Syrian and dwarf hamsters
Call if exposed
Do not feed moldy hay to Syrian and dwarf hamsters. If moldy hay was eaten, chewed, nested in, or breathed around, remove access and call with the species, weight, hay condition, amount, time, and symptoms.
Rats
Call if exposed
Do not feed moldy hay to rats. If moldy hay was eaten, chewed, nested in, or breathed around, remove access and call with the species, weight, hay condition, amount, time, and symptoms.
Mice
Call if exposed
Do not feed moldy hay to mice. If moldy hay was eaten, chewed, nested in, or breathed around, remove access and call with the species, weight, hay condition, amount, time, and symptoms.
Gerbils
Call if exposed
Do not feed moldy hay to gerbils. If moldy hay was eaten, chewed, nested in, or breathed around, remove access and call with the species, weight, hay condition, amount, time, and symptoms.
Chinchillas
Call if exposed
Do not feed moldy hay to chinchillas.
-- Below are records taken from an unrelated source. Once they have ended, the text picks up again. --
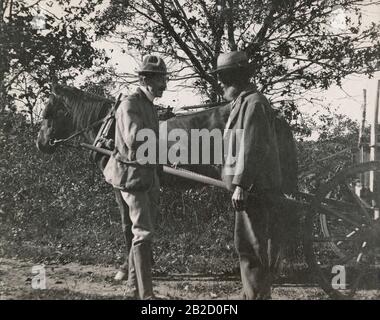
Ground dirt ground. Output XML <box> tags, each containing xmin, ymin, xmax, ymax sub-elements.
<box><xmin>1</xmin><ymin>257</ymin><xmax>379</xmax><ymax>300</ymax></box>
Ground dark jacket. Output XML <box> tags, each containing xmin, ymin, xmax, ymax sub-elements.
<box><xmin>222</xmin><ymin>85</ymin><xmax>282</xmax><ymax>192</ymax></box>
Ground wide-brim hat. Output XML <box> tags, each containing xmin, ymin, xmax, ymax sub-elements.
<box><xmin>210</xmin><ymin>51</ymin><xmax>249</xmax><ymax>74</ymax></box>
<box><xmin>137</xmin><ymin>55</ymin><xmax>170</xmax><ymax>75</ymax></box>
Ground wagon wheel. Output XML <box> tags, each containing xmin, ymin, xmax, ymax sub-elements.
<box><xmin>304</xmin><ymin>161</ymin><xmax>380</xmax><ymax>299</ymax></box>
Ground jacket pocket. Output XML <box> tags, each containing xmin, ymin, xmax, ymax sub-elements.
<box><xmin>103</xmin><ymin>155</ymin><xmax>154</xmax><ymax>192</ymax></box>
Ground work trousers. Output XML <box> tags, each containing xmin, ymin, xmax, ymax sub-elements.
<box><xmin>234</xmin><ymin>191</ymin><xmax>284</xmax><ymax>300</ymax></box>
<box><xmin>120</xmin><ymin>171</ymin><xmax>160</xmax><ymax>299</ymax></box>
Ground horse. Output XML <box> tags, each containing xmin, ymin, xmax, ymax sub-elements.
<box><xmin>36</xmin><ymin>83</ymin><xmax>298</xmax><ymax>280</ymax></box>
<box><xmin>36</xmin><ymin>84</ymin><xmax>230</xmax><ymax>279</ymax></box>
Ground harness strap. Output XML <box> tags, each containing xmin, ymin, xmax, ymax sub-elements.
<box><xmin>49</xmin><ymin>114</ymin><xmax>112</xmax><ymax>146</ymax></box>
<box><xmin>50</xmin><ymin>93</ymin><xmax>123</xmax><ymax>147</ymax></box>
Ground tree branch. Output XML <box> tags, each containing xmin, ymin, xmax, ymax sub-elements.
<box><xmin>130</xmin><ymin>2</ymin><xmax>166</xmax><ymax>28</ymax></box>
<box><xmin>147</xmin><ymin>0</ymin><xmax>217</xmax><ymax>89</ymax></box>
<box><xmin>226</xmin><ymin>0</ymin><xmax>236</xmax><ymax>50</ymax></box>
<box><xmin>171</xmin><ymin>0</ymin><xmax>213</xmax><ymax>59</ymax></box>
<box><xmin>5</xmin><ymin>68</ymin><xmax>25</xmax><ymax>90</ymax></box>
<box><xmin>198</xmin><ymin>0</ymin><xmax>217</xmax><ymax>36</ymax></box>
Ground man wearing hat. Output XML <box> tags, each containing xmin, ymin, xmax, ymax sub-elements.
<box><xmin>212</xmin><ymin>51</ymin><xmax>283</xmax><ymax>299</ymax></box>
<box><xmin>103</xmin><ymin>55</ymin><xmax>168</xmax><ymax>299</ymax></box>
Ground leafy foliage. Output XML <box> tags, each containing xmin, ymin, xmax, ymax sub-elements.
<box><xmin>297</xmin><ymin>107</ymin><xmax>360</xmax><ymax>192</ymax></box>
<box><xmin>2</xmin><ymin>0</ymin><xmax>379</xmax><ymax>134</ymax></box>
<box><xmin>89</xmin><ymin>0</ymin><xmax>380</xmax><ymax>116</ymax></box>
<box><xmin>0</xmin><ymin>111</ymin><xmax>237</xmax><ymax>274</ymax></box>
<box><xmin>0</xmin><ymin>0</ymin><xmax>376</xmax><ymax>272</ymax></box>
<box><xmin>0</xmin><ymin>103</ymin><xmax>365</xmax><ymax>275</ymax></box>
<box><xmin>0</xmin><ymin>0</ymin><xmax>105</xmax><ymax>119</ymax></box>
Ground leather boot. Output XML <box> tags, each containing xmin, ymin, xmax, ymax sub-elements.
<box><xmin>114</xmin><ymin>269</ymin><xmax>128</xmax><ymax>281</ymax></box>
<box><xmin>123</xmin><ymin>248</ymin><xmax>138</xmax><ymax>298</ymax></box>
<box><xmin>114</xmin><ymin>256</ymin><xmax>129</xmax><ymax>281</ymax></box>
<box><xmin>133</xmin><ymin>242</ymin><xmax>154</xmax><ymax>300</ymax></box>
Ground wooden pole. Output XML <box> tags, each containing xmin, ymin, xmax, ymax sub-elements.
<box><xmin>370</xmin><ymin>80</ymin><xmax>379</xmax><ymax>188</ymax></box>
<box><xmin>370</xmin><ymin>80</ymin><xmax>380</xmax><ymax>219</ymax></box>
<box><xmin>79</xmin><ymin>142</ymin><xmax>228</xmax><ymax>189</ymax></box>
<box><xmin>180</xmin><ymin>101</ymin><xmax>228</xmax><ymax>111</ymax></box>
<box><xmin>358</xmin><ymin>89</ymin><xmax>367</xmax><ymax>149</ymax></box>
<box><xmin>357</xmin><ymin>89</ymin><xmax>367</xmax><ymax>194</ymax></box>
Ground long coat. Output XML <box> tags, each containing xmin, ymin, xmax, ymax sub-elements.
<box><xmin>103</xmin><ymin>88</ymin><xmax>159</xmax><ymax>192</ymax></box>
<box><xmin>222</xmin><ymin>85</ymin><xmax>282</xmax><ymax>192</ymax></box>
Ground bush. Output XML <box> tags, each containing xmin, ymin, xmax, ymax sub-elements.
<box><xmin>0</xmin><ymin>111</ymin><xmax>237</xmax><ymax>274</ymax></box>
<box><xmin>1</xmin><ymin>109</ymin><xmax>358</xmax><ymax>275</ymax></box>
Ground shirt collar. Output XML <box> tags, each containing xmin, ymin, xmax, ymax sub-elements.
<box><xmin>139</xmin><ymin>86</ymin><xmax>155</xmax><ymax>103</ymax></box>
<box><xmin>230</xmin><ymin>83</ymin><xmax>257</xmax><ymax>110</ymax></box>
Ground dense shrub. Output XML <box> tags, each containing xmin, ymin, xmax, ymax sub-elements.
<box><xmin>0</xmin><ymin>110</ymin><xmax>358</xmax><ymax>275</ymax></box>
<box><xmin>0</xmin><ymin>111</ymin><xmax>237</xmax><ymax>274</ymax></box>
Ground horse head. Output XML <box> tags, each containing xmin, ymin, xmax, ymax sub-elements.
<box><xmin>37</xmin><ymin>84</ymin><xmax>113</xmax><ymax>154</ymax></box>
<box><xmin>36</xmin><ymin>92</ymin><xmax>74</xmax><ymax>154</ymax></box>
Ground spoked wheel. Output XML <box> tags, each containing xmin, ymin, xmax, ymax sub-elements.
<box><xmin>304</xmin><ymin>161</ymin><xmax>380</xmax><ymax>299</ymax></box>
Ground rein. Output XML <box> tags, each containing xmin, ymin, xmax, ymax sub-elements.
<box><xmin>49</xmin><ymin>93</ymin><xmax>122</xmax><ymax>147</ymax></box>
<box><xmin>49</xmin><ymin>114</ymin><xmax>111</xmax><ymax>147</ymax></box>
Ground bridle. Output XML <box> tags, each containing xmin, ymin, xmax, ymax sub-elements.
<box><xmin>47</xmin><ymin>93</ymin><xmax>112</xmax><ymax>147</ymax></box>
<box><xmin>48</xmin><ymin>115</ymin><xmax>111</xmax><ymax>147</ymax></box>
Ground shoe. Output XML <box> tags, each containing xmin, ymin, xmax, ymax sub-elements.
<box><xmin>114</xmin><ymin>270</ymin><xmax>128</xmax><ymax>281</ymax></box>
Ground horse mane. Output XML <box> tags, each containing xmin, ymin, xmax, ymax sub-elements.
<box><xmin>53</xmin><ymin>84</ymin><xmax>114</xmax><ymax>130</ymax></box>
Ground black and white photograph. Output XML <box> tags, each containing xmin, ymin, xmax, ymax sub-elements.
<box><xmin>0</xmin><ymin>0</ymin><xmax>379</xmax><ymax>305</ymax></box>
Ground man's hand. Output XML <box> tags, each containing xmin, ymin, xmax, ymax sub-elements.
<box><xmin>232</xmin><ymin>186</ymin><xmax>248</xmax><ymax>211</ymax></box>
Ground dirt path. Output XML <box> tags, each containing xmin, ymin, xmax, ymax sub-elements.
<box><xmin>0</xmin><ymin>257</ymin><xmax>379</xmax><ymax>300</ymax></box>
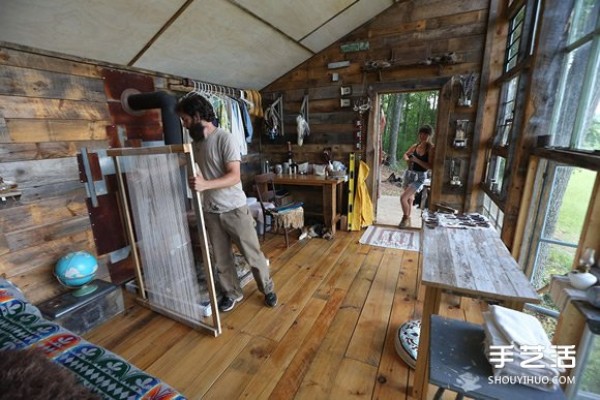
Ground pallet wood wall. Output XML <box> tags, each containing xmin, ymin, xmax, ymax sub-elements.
<box><xmin>261</xmin><ymin>0</ymin><xmax>490</xmax><ymax>213</ymax></box>
<box><xmin>0</xmin><ymin>47</ymin><xmax>112</xmax><ymax>303</ymax></box>
<box><xmin>0</xmin><ymin>48</ymin><xmax>183</xmax><ymax>302</ymax></box>
<box><xmin>0</xmin><ymin>46</ymin><xmax>264</xmax><ymax>303</ymax></box>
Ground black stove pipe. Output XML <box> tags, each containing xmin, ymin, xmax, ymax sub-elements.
<box><xmin>122</xmin><ymin>90</ymin><xmax>182</xmax><ymax>145</ymax></box>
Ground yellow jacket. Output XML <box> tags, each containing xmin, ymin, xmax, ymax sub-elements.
<box><xmin>350</xmin><ymin>160</ymin><xmax>374</xmax><ymax>230</ymax></box>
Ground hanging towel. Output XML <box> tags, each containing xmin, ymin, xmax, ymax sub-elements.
<box><xmin>350</xmin><ymin>160</ymin><xmax>374</xmax><ymax>231</ymax></box>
If moldy hay was eaten, chewed, nested in, or breathed around, remove access and call with the species, weight, hay condition, amount, time, and symptoms.
Ferrets
Call if exposed
Do not feed moldy hay to ferrets. If moldy hay was eaten, chewed, nested in, or breathed around, remove access and call with the species, weight, hay condition, amount, time, and symptoms.
Smell and moisture count
Hay does not need obvious fuzzy mold to be a problem. Dampness, sour odor, heavy dust, and dark spoiled patches are enough reason to discard it.
Respiratory signs matter
Small mammals can be sensitive to dusty or moldy hay. Breathing noise, sneezing fits, low appetite, or fewer droppings should lower the threshold to call.
If exposure happened
- Remove moldy hay, nearby hay, damp bedding, and hay from the same wet or musty batch.
- Replace with clean dry hay only after the habitat is free of dust, dampness, and sour odor.
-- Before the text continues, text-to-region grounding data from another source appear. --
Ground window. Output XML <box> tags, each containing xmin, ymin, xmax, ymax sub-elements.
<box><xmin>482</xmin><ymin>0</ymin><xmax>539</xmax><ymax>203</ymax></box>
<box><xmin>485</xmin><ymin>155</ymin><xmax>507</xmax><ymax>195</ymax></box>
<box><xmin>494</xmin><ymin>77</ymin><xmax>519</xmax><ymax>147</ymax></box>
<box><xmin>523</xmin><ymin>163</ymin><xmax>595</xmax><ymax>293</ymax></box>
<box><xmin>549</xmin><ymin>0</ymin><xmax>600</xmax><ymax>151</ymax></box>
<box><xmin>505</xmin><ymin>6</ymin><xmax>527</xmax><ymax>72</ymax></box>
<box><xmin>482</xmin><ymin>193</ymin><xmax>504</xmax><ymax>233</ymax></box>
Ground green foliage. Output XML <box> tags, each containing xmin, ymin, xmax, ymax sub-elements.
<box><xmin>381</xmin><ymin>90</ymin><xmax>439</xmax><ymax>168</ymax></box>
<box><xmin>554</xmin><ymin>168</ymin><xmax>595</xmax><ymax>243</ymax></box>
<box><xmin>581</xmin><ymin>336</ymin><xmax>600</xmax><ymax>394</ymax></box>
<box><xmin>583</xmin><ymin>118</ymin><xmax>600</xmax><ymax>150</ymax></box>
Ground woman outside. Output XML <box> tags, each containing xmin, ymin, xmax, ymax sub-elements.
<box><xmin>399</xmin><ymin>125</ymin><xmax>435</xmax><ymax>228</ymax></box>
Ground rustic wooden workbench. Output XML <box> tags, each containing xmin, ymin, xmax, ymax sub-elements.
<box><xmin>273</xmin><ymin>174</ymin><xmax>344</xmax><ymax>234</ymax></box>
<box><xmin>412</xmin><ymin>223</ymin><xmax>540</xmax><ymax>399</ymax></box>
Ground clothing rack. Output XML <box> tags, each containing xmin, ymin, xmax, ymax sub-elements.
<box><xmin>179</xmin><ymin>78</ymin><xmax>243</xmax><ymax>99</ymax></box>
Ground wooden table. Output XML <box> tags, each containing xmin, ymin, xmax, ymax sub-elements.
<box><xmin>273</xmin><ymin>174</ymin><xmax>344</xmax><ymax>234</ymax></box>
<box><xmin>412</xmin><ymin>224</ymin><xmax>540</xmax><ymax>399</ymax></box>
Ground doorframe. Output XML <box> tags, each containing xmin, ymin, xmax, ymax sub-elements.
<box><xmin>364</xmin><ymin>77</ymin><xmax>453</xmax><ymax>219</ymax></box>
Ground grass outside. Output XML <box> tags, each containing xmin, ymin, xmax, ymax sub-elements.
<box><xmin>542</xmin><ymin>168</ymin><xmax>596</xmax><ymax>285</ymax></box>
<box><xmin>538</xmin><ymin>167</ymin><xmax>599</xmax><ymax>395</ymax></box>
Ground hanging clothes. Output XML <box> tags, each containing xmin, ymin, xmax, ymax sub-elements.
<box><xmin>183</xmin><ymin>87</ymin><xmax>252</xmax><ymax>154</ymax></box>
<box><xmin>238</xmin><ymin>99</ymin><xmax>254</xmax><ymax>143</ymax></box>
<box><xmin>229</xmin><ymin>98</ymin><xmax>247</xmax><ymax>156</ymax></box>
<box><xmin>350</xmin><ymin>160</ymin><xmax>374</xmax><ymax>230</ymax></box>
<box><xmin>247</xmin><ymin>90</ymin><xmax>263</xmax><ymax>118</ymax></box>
- Call an exotic-pet veterinarian if any hay was eaten or if breathing, appetite, stool, droppings, or energy changes.
Avoid
- Damp hay, dusty hay, sour-smelling hay, blackened or gray-green hay, hay stored in plastic while wet, and hay from a musty bale or bag.
- Shaking moldy hay out and feeding what looks better.
- Using moldy hay as bedding, nesting material, litter, or forage.
Helpful food-safety supplies
Optional tools for measuring, storing, serving, and cleaning up small portions safely.